Table 6. Deformation of different earthquake intensities conditions (unit: mm).

Different Peak Acceleration	Calculating Method	Side Wall A	Middle Column C	Middle Column E	Deformation Error
0.05 g	TRDM	14.23	14.01	13.64	21%
	THAM	17.12	17.26	17.37	-
	IRDM	18.82	18.46	18.39	10%
0.10 g	TRDM	28.33	27.76	26.95	22%
	THAM	34.25	34.53	34.73	-
	IRDM	37.82	37.47	37.33	10%
0.20 g	TRDM	57.23	56.35	55.51	20%
	THAM	68.54	69.06	69.46	-
	IRDM	74.88	74.57	75.03	9%
0.40 g	TRDM	113.32	109.88	109.91	21%
	THAM	137.01	138.12	138.94	-
	IRDM	146.76	148.62	147.06	8%

. The deformation error is defined as the ratio of the difference between the numerical results calculated via the response displacement method and the time-history method to the numerical results calculated via the time-history method, the result is a positive number, same as below.

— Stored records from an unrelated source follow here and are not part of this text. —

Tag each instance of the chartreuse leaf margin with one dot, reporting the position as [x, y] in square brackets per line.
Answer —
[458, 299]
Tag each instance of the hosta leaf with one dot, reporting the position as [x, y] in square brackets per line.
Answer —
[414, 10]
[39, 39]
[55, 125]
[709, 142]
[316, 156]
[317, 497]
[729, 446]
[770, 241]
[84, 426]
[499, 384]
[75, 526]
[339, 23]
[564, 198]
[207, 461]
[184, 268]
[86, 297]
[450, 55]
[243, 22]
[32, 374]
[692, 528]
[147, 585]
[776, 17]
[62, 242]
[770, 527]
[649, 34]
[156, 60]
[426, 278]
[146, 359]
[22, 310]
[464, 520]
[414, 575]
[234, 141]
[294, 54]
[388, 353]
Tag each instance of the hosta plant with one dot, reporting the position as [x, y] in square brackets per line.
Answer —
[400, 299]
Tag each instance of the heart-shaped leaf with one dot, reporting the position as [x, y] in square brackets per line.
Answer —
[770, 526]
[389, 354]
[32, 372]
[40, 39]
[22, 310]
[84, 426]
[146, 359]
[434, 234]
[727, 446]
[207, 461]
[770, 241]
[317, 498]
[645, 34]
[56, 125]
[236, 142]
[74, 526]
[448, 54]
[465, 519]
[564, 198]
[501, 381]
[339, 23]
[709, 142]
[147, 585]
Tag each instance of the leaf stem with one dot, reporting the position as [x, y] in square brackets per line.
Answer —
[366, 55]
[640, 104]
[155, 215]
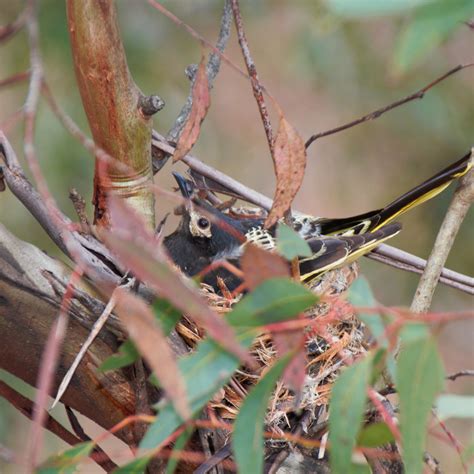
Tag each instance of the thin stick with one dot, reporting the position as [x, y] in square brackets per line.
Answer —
[377, 113]
[384, 253]
[46, 374]
[213, 66]
[11, 29]
[252, 70]
[15, 79]
[462, 200]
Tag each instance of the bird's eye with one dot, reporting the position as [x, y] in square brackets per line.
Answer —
[203, 223]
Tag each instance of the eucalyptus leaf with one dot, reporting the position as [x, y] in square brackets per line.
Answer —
[419, 378]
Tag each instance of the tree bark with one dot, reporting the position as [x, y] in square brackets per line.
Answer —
[29, 304]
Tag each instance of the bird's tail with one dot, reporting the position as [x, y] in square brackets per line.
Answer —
[334, 252]
[374, 220]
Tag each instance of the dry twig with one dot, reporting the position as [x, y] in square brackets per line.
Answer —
[419, 94]
[252, 70]
[462, 200]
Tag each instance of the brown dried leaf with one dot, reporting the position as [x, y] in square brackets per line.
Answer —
[201, 103]
[289, 159]
[138, 318]
[259, 265]
[143, 255]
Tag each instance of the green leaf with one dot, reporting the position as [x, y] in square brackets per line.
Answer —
[179, 444]
[277, 299]
[247, 439]
[67, 461]
[290, 244]
[455, 406]
[127, 354]
[369, 8]
[346, 413]
[166, 314]
[375, 435]
[210, 367]
[360, 294]
[430, 26]
[419, 377]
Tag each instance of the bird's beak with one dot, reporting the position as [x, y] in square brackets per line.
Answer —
[185, 186]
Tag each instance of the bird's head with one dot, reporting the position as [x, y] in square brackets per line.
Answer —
[205, 225]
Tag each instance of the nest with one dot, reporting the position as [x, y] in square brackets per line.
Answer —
[327, 349]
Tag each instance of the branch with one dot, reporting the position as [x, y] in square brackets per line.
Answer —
[213, 66]
[462, 200]
[377, 113]
[11, 29]
[384, 253]
[111, 101]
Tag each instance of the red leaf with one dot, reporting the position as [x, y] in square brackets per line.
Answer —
[143, 255]
[289, 159]
[201, 103]
[138, 318]
[259, 265]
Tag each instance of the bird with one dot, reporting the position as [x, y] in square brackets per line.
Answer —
[206, 235]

It can be clearly seen from Table 3 and Table 4 that under the action of different seismic waves, the calculation results of the traditional response displacement method and the time-history analysis method are quite different, and the calculation results of the traditional response displacement method are generally smaller than the results of the time-history analysis method. The maximum error of structural deformation is 25%, and the bending moment error at the middle column E is greater. Because the improved response displacement method considers the additional seismic load of the upper structure under the seismic action, the calculation results are closer to the real situation, the results of the improved response displacement method and the time-history analysis method are closer, with a maximum error of about 10%.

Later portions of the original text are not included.